When Mgunda heard what I had just done, he threw a spate of friendly insults on me and repeatedly said Ralph was an important person to me both as a budding journalist and writer.
He advised me to call him back, and apologize. I had sinned, Temwani said, through my most grievous fault.
It was too late. I had to be at the Livingstone Towers, First Merchant Bank headquarters at 2:00pm in Blantyre’s CBD. In fact, I was at the time more engrossed in the splendor of my nomination than talking to one journalist I was going to meet for the first time.
I got first prize in the awards for my story We Got Sold. Tenthani, ironically, was the first to congratulate me on phone. Since the function was neither aired live on TV nor on radio, I was surprised how he had known. He later told me that he had learnt the news through Facebook. A friend of mine present at the function had posted, and he had seen. Lesson number one: As a journalist follow even the littlest of happenings.
“Get me at Sportsman’s Bar.”
“Where is that?”
“Mount Soche Hotel.”
Being a Friday, Sportsman’s was almost full the time I entered. It was around 6:30 in the evening. I threw my eyes around in search for Ralph to no avail. Then I saw him, perched at a corner – which to-date I refer to as Ralph Tenthani’s Corner. He had to his right a glass of wine, to his left two dailies The Nation and The Daily Times, and on the centre his laptop connected to very fast mobile internet.
By then, they had with Malawian writer Stanley Onjezani Kenani and filmmaker Charles Shemu Joyah and others just created malawiwrite.org, an online platform that was supposed to help promote local writing. So, Ralph had first asked if I could share the story before he apologized about his failure to make it on time earlier in the day.
And then we talked about books again, as he typed the draft of that weekend’s ‘Muckraking on Sunday.’ I later learnt, through journalists Felix Mponda and Temwani Mgunda that that was actually how he worked.

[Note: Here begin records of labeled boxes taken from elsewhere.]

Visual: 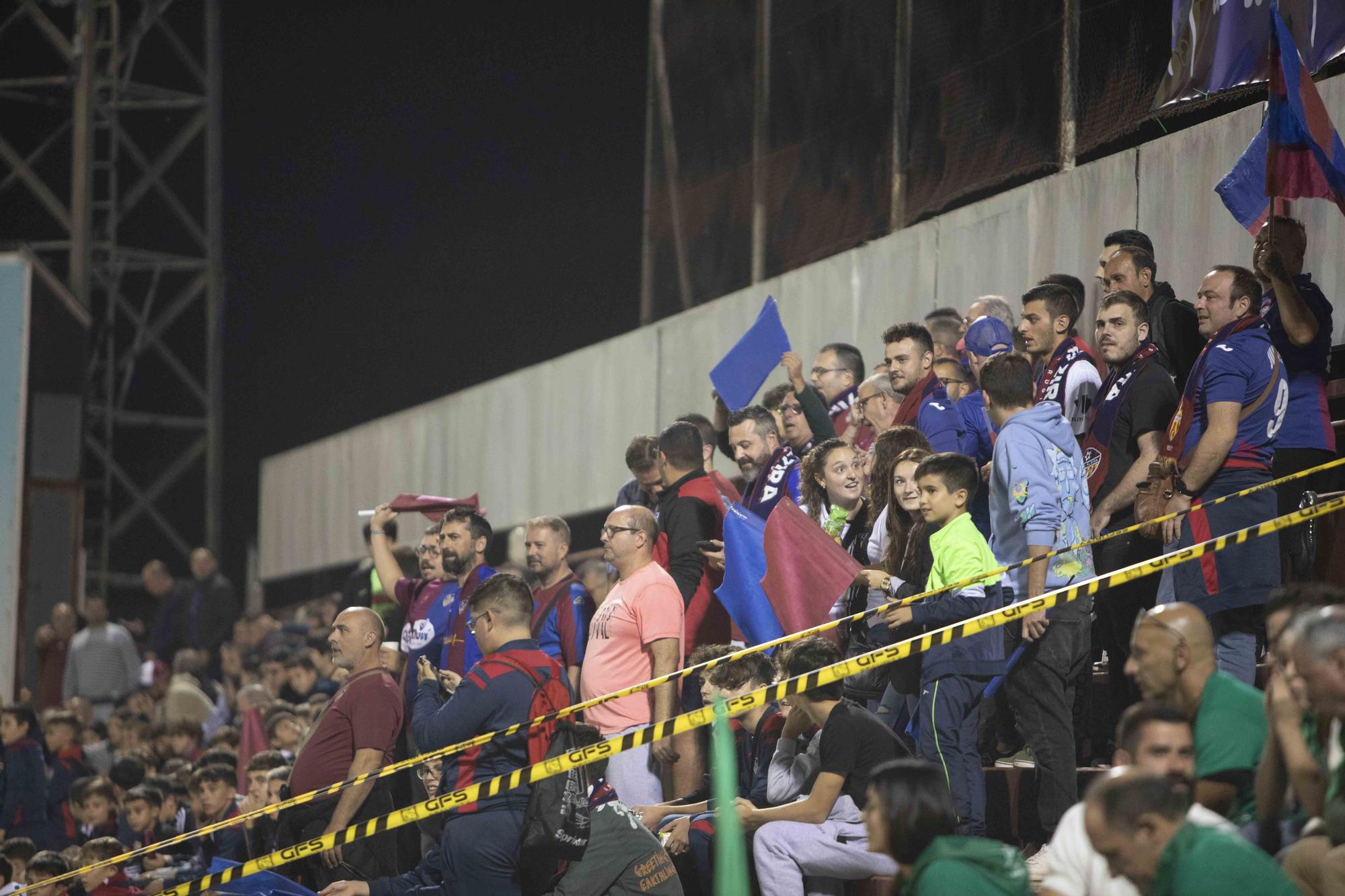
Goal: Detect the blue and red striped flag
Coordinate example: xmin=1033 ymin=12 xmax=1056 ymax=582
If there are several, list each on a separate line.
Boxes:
xmin=1215 ymin=7 xmax=1345 ymax=234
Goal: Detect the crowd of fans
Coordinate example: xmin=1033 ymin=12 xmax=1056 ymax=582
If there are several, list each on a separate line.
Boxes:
xmin=0 ymin=218 xmax=1345 ymax=896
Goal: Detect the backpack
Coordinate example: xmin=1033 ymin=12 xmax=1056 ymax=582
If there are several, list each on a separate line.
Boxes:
xmin=482 ymin=654 xmax=589 ymax=896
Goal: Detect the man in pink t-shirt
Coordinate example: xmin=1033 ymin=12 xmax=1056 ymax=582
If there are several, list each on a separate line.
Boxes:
xmin=580 ymin=505 xmax=683 ymax=806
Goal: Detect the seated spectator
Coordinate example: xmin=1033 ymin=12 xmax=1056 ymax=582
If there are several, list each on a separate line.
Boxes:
xmin=43 ymin=712 xmax=89 ymax=849
xmin=737 ymin=638 xmax=905 ymax=896
xmin=28 ymin=849 xmax=70 ymax=896
xmin=1126 ymin=603 xmax=1266 ymax=827
xmin=187 ymin=766 xmax=247 ymax=869
xmin=0 ymin=837 xmax=38 ymax=884
xmin=616 ymin=436 xmax=663 ymax=510
xmin=1041 ymin=700 xmax=1237 ymax=896
xmin=1084 ymin=768 xmax=1298 ymax=896
xmin=863 ymin=759 xmax=1032 ymax=896
xmin=632 ymin=645 xmax=784 ymax=896
xmin=412 ymin=575 xmax=568 ymax=893
xmin=1284 ymin=606 xmax=1345 ymax=896
xmin=79 ymin=837 xmax=143 ymax=896
xmin=70 ymin=776 xmax=117 ymax=846
xmin=0 ymin=704 xmax=47 ymax=842
xmin=278 ymin=653 xmax=336 ymax=699
xmin=266 ymin=712 xmax=304 ymax=762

So, while I got knocked down with the beers he bought me, his column took shape. And, when we left at around four in the morning, the draft was done – ready for final editing.
But the escapades of that day taught me a lot about Ralph, and the importance of having a particular school thought to govern your life. Ralph, the intellectual, taught me you will always have ‘haters’ in life and that people will always talk. But, nevertheless, he said, life must move on.
So, that day I did not only learn about the importance of wide reading in one’s progress as a journalist and writer. I did not only learn about the need for Malawian journalists to sharpen their skills for exciting and enriching news reading and listening.
That night Ralph, who like Jika Nkolokosa I regarded as a walking encyclopedia and a talking dictionary of journalism, taught me to be fearless on matters of truth and national importance. Above all, he said, as a budding journalist I must set my own principles and be disciplined.
When I was promoted to Nyasa Times Senior Sub-Editor about two months ago, he called me around1:00 am to congratulate me on my ascendancy and insisted I should use my position to make sure that online publications in the country get the recognition they ought to be getting. We are all readingNyasa Times and other online news portals than anything aren’t we, he asked?
Ralph and I last telephoned about seven days ago. He had called so that I could help him with contacts for CSOs and activists in Karonga that are tirelessly fighting Paladin.
I did. And he said for the gesture two crates of Carlsberg green awaited me at Sportsman’s.
It was devastating, therefore, when I heard about Ralph’s demise Saturday night. It is not the two crates of Carlsberg green I will miss. But rather his wisdom, exceptional intellect and rare humour.
As his remains get interred today, at his Sharp Valle Village in Ntcheu, my thoughts are with his wife Josephine – whom he fondly called superwoman – and his three kids, especially Raphael Junior – whom he also fondly talked about.